Ideale Ruder-Bedingungen: Das windgeschützte Hafenbecken in Tangermünde ermöglichte den RVGH-Startern Mats-Ole Blaue (kl. Foto, von links), Lorenz Ernst, Jan-Niklas Falke, Julius Heers, Susanne Krummel, Johanna Schiller und Miriam Schmidt gute Leistungen.

Der Tangermünder Ruderverein würde mit dieser Veranstaltung geradezu ideale Voraussetzungen für eine Sprintregatta bieten. 500 Meter Hafenbecken, windgeschützt, keine Strömung, beste Zuschauermöglichkeiten, gute Infrastruktur und dazu eine freundlich-familiäre Atmosphäre. „Und natürlich gab es auch starke, aber bisher unbekannte Gegner“, nannte Krummel einen weiteren positiven Aspekt. Die Kontrahenten kamen wegen der zentralen Lage Tangermündes aus weiten Teilen von Sachsen, Sachsen-Anhalt und Brandenburg.

Der RVGH war mit sieben Aktiven in neun Rennen am Start: Zum Auftakt sicherten sich Lorenz Ernst und Jan-Niklas Falke den Sieg im A-Junioren Riemenzweier in einem furiosen Rennen knapp vor Wittenberg. Gleichbedeutend mit dem ersten Triumph überhaupt für eine RVGH-Crew in dieser technisch anspruchsvollen Bootsklasse. „Jeder Ruderer hat nur einen Riemen: Die Balance zwischen den beiden Seiten fällt also deutlich schwerer als im Skullboot“, erläuterte Krummel. Diese Erfahrung machten auch die zwei Hankensbütteler: Auf den ersten 300 Metern hatten sie einen Vorsprung von gut einer Bootslänge herausgearbeitet, doch dann blieb bei einem Schlag das Blatt im Wasser hängen. Wittenberg schloss nahezu auf, wurde jedoch vom RVGH knapp in Schach gehalten werden. Minimale 53/100 Sekunden Vorsprung reichten für den Sieg. Im Doppelzweier der A-Junioren fochten dieselben Mannschaften erneut Platz eins aus. Ernst/Falke setzten sich abermals mit einem Wimpernschlag (40/100 Sekunden) durch. Im späteren Einer-Rennen hatte FastLeichtgewicht Lorenz Ernst gegen seine schwergewichtige Konkurrenz keine Reserven mehr und wurde Dritter.
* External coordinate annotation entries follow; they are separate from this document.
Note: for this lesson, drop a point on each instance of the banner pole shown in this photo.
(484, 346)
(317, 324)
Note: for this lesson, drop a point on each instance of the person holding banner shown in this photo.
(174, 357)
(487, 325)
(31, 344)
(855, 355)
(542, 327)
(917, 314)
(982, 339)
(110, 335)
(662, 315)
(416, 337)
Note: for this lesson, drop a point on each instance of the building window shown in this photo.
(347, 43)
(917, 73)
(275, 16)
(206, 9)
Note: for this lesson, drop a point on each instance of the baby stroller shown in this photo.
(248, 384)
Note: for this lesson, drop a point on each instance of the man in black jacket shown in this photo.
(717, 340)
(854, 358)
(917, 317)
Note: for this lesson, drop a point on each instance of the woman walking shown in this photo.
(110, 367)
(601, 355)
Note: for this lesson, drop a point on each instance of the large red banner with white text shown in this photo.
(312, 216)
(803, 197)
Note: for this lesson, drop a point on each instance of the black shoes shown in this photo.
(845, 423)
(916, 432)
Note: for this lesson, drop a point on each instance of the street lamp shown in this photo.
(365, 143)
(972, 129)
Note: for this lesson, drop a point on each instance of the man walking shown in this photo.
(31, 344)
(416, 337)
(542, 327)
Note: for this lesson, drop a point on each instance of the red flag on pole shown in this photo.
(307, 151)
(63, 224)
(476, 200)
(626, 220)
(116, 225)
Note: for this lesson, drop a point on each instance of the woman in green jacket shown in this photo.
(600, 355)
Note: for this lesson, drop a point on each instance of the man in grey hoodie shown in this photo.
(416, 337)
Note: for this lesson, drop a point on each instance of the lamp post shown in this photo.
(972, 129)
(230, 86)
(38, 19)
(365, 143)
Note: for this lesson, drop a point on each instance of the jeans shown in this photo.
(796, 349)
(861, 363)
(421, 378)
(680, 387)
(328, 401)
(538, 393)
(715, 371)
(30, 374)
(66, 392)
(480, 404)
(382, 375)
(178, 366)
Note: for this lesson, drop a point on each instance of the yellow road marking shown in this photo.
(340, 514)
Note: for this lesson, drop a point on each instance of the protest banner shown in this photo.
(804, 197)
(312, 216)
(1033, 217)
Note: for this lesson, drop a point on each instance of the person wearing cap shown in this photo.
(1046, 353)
Bei den B-Juniorinnen wurde die Szene dominiert von einer Zweiermannschaft aus Burg, gegen die die Hankensbütteler Susanne Krummel und Johanna Schiller keine Chance hatten. Immerhin ließen sie ein Boot aus Torgau deutlich hinter sich. Im Einer-Rennen wollte Susanne Krummel dann den Spieß umdrehen gegen die starke Rivalin aus Burg, die im Vorjahr die lupenreine Bilanz von 21 Siegen bei 21 Starts erreicht hatte. „Aggressiv von Anfang an“, lautete die Devise im RVGH-Lager. Im Schlussspurt hatte die Burgerin mehr Körner, hatte gegen das hiesige Talent aber alles andere als eine Spazierfahrt erlebt. Bei den B-Junioren startete Julius Heers im Einer und zusammen mit Mats Ole Blaue im Doppelzweier. In beiden Rennen landeten die Hankensbütteler im Mittelfeld. Zusammen mit Susanne Krummel setzte sich Julius noch in den Mix-Doppelzweier – Rang zwei im Vier-Boote-Feld. Das letzte Rennen für den RVGH bestritt Miriam Schmidt im Mädchen-Einer (14 Jahre und jünger). Gegen körperlich überlegene Konkurrenz aus Bernburg und Zschornewitz musste sie sich mit dem dritten Platz begnügen.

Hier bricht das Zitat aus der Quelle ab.